Joh 11,11-14: Dies sprach er, und danach sagt er zu ihnen: Lazarus, unser Freund, ist eingeschlafen; aber ich gehe hin, um ihn aufzuwecken. Da sprachen die Jünger zu ihm: Herr, wenn er eingeschlafen ist, wird er geheilt werden. Jesus aber hatte von seinem Tod gesprochen; sie aber meinten, er rede von der Ruhe des Schlafes. Dann nun sagte ihnen Jesus geradeheraus: Lazarus ist gestorben; und ich bin froh um euretwillen, dass ich nicht dort war, damit ihr glaubt; aber lasst uns zu ihm gehen! Da sprach Thomas, der Zwilling genannt wird, zu den Mitjüngern: Lasst auch uns gehen, dass wir mit ihm sterben!

„Lazarus, unser Freund“, sagt Er, indem Er sich in rührender Weise mit ihnen einsmacht in den Empfindungen für ihn – „Lazarus, unser Freund, ist eingeschlafen, und ich gehe hin, auf dass ich ihn aufwecke“ (Joh 11,11). Die Jünger verstehen Ihn nicht, und so sagt Er ihnen „gerade heraus“, dass Lazarus tot sei, dass Er aber „froh“ sei um ihretwillen, dass Er nicht dort war. „Lazarus ist gestorben, und ich bin froh …“ – wie widerspruchsvoll! Wahrlich, Fragen, Unverständlichkeiten überall! Wie sollen wir die Handlungsweise des Herrn in diesem Falle verstehen?

Drei Gründe führen wir dafür an. Den einen erfahren wir gleich hier: „Ich bin froh um euretwillen, … auf dass ihr glaubet“ (Joh 11,15). Wir sind kurzsichtig im Blick auf das, was uns nützlich ist, aber Er sieht weiter. Auch die Jünger verstanden Ihn nicht, weder sein Warten noch sein Gehen, aber sie gingen mit Ihm. „Lasst auch uns gehen“, sagt Thomas, „auf dass wir mit ihm sterben“ (Joh 11,16). Ja, „lasst auch uns gehen“, wenn Er uns unverständliche, scheinbar gefahrvolle Wege führt; Er will ja dadurch unseren Glauben stärken.

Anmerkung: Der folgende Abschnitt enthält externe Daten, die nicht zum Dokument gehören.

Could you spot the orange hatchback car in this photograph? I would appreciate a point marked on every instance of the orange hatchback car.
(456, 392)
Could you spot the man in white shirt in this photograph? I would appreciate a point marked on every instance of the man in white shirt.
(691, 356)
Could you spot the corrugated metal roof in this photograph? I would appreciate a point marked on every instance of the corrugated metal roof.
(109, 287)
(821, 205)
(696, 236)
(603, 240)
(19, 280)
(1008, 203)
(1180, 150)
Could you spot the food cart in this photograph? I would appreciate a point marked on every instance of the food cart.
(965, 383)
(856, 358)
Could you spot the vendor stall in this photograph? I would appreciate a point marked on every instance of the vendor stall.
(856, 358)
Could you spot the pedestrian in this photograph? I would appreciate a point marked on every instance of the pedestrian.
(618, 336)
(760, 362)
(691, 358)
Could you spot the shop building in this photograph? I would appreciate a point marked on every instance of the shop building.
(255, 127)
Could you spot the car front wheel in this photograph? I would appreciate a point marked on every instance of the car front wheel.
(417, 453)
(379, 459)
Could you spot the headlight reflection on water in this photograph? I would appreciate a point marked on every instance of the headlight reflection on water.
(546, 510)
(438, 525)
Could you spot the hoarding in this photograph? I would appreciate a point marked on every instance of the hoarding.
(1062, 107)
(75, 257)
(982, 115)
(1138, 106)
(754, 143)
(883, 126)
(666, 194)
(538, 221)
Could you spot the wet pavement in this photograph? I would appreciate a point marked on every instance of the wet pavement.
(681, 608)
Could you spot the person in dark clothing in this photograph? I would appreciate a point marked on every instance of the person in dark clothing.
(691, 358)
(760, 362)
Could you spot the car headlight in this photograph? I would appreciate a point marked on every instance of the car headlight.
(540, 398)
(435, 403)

Zum anderen wollte uns der Geist Gottes in der Geschichte des Lazarus die des irdischen Volkes Gottes zeigen. Israel war krank, sterbenskrank, aber es hat den Herrn, seinen Arzt, verstoßen, ans Kreuz geschlagen. So zog sich der Herrn zurück, dies entsprach seiner Heiligkeit, so zögerte Er, bis Israel unterging und starb, und Er ist noch bis heute „an dem Orte geblieben“, wo Er damals hinging. Aber dereinst, vielleicht bald, wird Er kommen, um es zum Leben und tausendjährigen Segnungen zu führen (Hes 37). Denn für Ihn ist es nicht wirklich tot, sondern nur „eingeschlafen“ (Joh 11,4a.11; vgl. Mt 9,24).

Den dritten Grund nannten wir schon. Die Krankheit war um der Herrlichkeit Gottes willen, auf dass der Sohn Gottes durch sie verherrlicht werde. Die Auferweckung des Lazarus, der schon vier Tage im Grabe lag, eine bis dahin unerhörte Tat, war die Antwort Gottes auf die Verwerfung seines Sohnes. Nachher, als seine Verwerfung vollendet ist und der Mensch Ihm den niedrigsten Platz, den am Fluchholz, gegeben und Er gehorsam das Haupt im Tode geneigt hat, darf niemand von seinen Feinden mehr seinen Leib antasten; „kein Bein von ihnen wurde zerbrochen“ (Joh 19,31-34). Sein Grab „hatte man bei Gesetzlosen bestimmt“, aber „bei einem Reichen ist er gewesen in seinem Tod“ (Joh 19,38-42; Jes 53,9).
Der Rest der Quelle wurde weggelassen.